Os grandes frigoríficos, respaldados por contratos a termo com produtores e pelo uso de animais confinados próprios, mantêm os abates em patamares satisfatórios, relata a Agrifatto

O mercado brasileiro do boi gordo encerrou a semana sem novidades: o ritmo de negócios segue lento e os preços do boi continuam lateralizados nas principais praças do País.

Analistas que acompanham de perto o setor não arriscam em prever para onde vai o preço do boi no curtíssimo prazo, ou seja, não há tendência definida para a arroba para a última semana de setembro.

Confira as cotações dos animais terminados, apurados no dia 26/9 pela Agrifatto; clique AQUI.

Segundo a consultoria, nos Estados de Minas Gerais e de Goiás, os pecuaristas optaram por fracionar os lotes disponíveis e restringir a oferta, obtendo negociações em valores ligeiramente superiores ao longo da quinta-feira (25/9), embora em volumes reduzidos.

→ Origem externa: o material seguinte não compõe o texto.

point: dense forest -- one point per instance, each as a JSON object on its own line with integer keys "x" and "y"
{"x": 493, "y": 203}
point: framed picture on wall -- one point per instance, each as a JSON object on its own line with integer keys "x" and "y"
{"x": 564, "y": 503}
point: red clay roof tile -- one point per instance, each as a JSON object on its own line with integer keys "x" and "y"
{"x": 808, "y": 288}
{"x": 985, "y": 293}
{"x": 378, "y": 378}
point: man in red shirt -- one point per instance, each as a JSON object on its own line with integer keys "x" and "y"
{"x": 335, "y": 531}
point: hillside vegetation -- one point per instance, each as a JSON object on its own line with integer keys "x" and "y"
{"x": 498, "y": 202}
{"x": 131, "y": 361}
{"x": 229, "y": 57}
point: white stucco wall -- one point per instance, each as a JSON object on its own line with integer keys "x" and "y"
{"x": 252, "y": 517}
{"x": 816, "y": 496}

“Apesar do avanço das escalas já sobre outubro, o volume comercializado mostrou-se apenas suficiente para garantir, na média nacional, 8 dias de abate, mantendo atendimento regular, mas sem excedentes significativos”, observa a Agrifatto.

Nesta sexta-feira (25/9), em SP, a arroba permaneceu cotada a R$ 310, de acordo com levantamento da Agrifatto, que não apurou ágio para o animal-China.

Nas 16 outras regiões monitoradas diariamente pela consultoria, a média para arroba do boi gordo fechou a semana em R$ 292,65.

Pelos dados da Scot Consultoria, no mercado paulista, o boi gordo “comum” segue negociado em R$ 305/@, a vaca gorda gem R$ 280/@, a novilha terminada em R$ 295/@ e o “boi-China” em R$ 308/@ (todos os preços são brutos e com prazo).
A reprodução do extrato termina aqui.